The next Braves hurler was Matt Marksberry, making his major league debut. Unfortunately, he didn't quite hit the mark in his first batters of work, as he allowed two singles and a run-scoring walk to Guess Who (no, not Pat Burrell). The Braves trailed by nine runs after five innings, and everyone was sad. Or apathetic. One of the two. Marksberry was somewhat better in the sixth, getting the Phillies in order on three flyouts. Jake Brigham and Andrew McKirahan also tossed consecutive perfect innings to close out the pitching ledger for the Braves.
The hitting ledger, well... if you can think of a more apt word than "blah," be my guest. David Buchanan had posted an ERA of 7.00 coming into the game, with a similarly ugly xFIP of over 5.00. So of course, he held the Braves scoreless until the 7th, hardly laboring.
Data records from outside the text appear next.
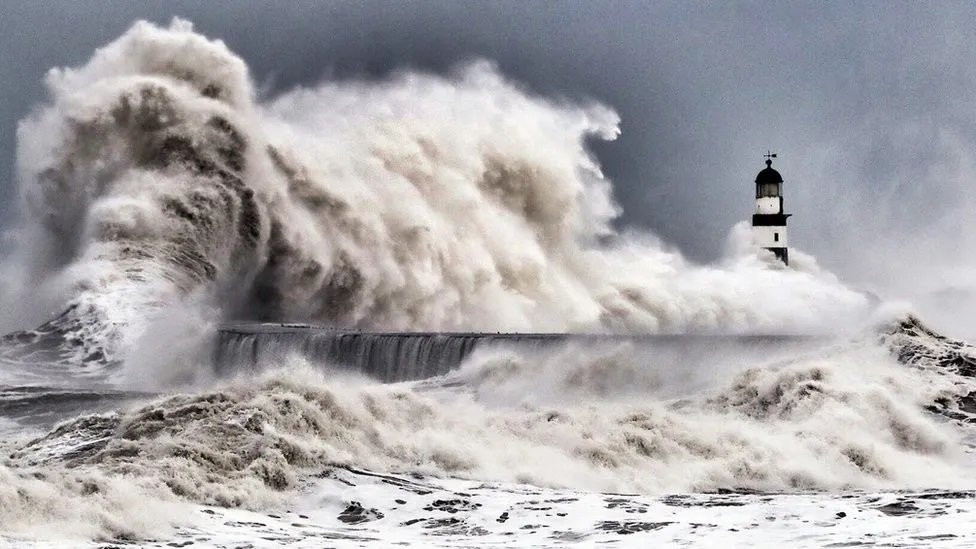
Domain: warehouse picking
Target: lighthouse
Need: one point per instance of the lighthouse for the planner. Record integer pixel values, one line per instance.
(769, 221)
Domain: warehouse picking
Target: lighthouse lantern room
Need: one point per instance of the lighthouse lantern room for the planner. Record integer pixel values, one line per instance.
(769, 221)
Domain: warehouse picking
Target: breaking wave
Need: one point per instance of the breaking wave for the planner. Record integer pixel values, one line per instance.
(807, 422)
(153, 175)
(161, 196)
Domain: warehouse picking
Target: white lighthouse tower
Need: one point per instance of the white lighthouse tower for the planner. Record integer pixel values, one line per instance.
(769, 221)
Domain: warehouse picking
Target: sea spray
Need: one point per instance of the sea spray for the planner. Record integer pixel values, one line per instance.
(418, 202)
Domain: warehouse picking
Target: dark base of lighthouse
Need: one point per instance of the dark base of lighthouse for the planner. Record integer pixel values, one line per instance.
(783, 254)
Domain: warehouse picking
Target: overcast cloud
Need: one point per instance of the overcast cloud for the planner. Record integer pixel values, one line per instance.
(870, 105)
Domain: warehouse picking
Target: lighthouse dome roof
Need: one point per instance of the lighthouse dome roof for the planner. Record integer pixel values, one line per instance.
(769, 175)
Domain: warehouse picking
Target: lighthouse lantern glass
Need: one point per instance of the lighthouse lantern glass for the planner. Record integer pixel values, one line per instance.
(767, 189)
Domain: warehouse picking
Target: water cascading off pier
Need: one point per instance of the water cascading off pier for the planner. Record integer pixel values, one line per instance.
(403, 356)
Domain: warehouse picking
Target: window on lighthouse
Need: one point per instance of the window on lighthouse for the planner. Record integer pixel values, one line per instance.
(768, 189)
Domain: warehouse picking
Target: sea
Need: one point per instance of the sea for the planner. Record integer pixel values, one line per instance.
(396, 312)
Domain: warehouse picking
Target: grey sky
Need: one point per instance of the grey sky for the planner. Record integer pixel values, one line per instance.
(869, 104)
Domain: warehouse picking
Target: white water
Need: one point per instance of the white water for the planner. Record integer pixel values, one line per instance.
(160, 195)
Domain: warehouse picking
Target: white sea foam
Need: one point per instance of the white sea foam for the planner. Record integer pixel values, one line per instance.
(417, 202)
(160, 195)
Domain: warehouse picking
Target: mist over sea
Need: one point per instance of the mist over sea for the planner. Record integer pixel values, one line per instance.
(161, 199)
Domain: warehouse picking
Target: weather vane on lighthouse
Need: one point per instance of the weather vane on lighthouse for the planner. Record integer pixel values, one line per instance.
(769, 221)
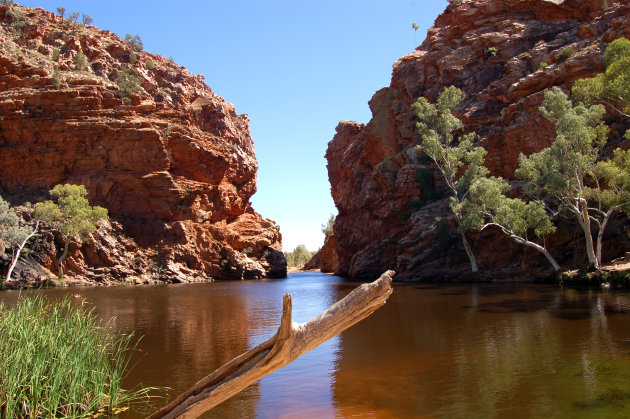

Until he finally allowed a run, he was averaging just 11 pitches per inning or thereabouts. Eury Perez eventually drove in Adonis Garcia (who had doubled to start the inning) with a two-out single to break up Buchanan's shutout. Later, in the 8th, Freddie Freeman would hit a liner that cleared that fence in left field off of Buchanan for a two-run homer, bringing the total number of Braves' runs to a somewhat respectable number (if you squint, and forget that they were playing in the Citizens' Bandbox). That would be the last score in the game, as Jace Peterson and Andrelton Simmons failed to capitalize on a two-on, one-out situation later in the inning.
Justin De Fratus and some guy named Dalier Hinojosa who was recalled earlier today from AAA-Lehigh Valley closed out the game for the Phils.
Buchanan and Howard were the clear MVPs for the Phillies in this game: Buchanan ventured in the 8th and allowed 8 hits and 1 run while walking none; Howard went 2-for-3 with 2 walks, 2 runs, and 4 runs driven in. Perez was very much the weak link for the Braves, allowing 9 runs on 9 hits and 4 walks in 4 and 1/3 innings of work. AJ Pierzynski had three hits (fountain of youth, ho!) and Freeman cranked the aforementioned homer, but it was a sorry effort with the majority of the non-outs coming in garbage time for the Braves.
The Braves also played some dreadful defense this game, but I think it was depressing enough without detailing all that. Suffice to say, the Braves now have a record closer to the Phillies (the worst in baseball) than they do to the Nationals (who have the worst record among division leaders in baseball). This game was a fitting capper to a July where the Braves went 10-16 with a dreadful run differential. With all that said, the Braves will get a chance to turn over a new leaf as the calendar goes to August; they still have a chance to tie this series with wins over the weekend.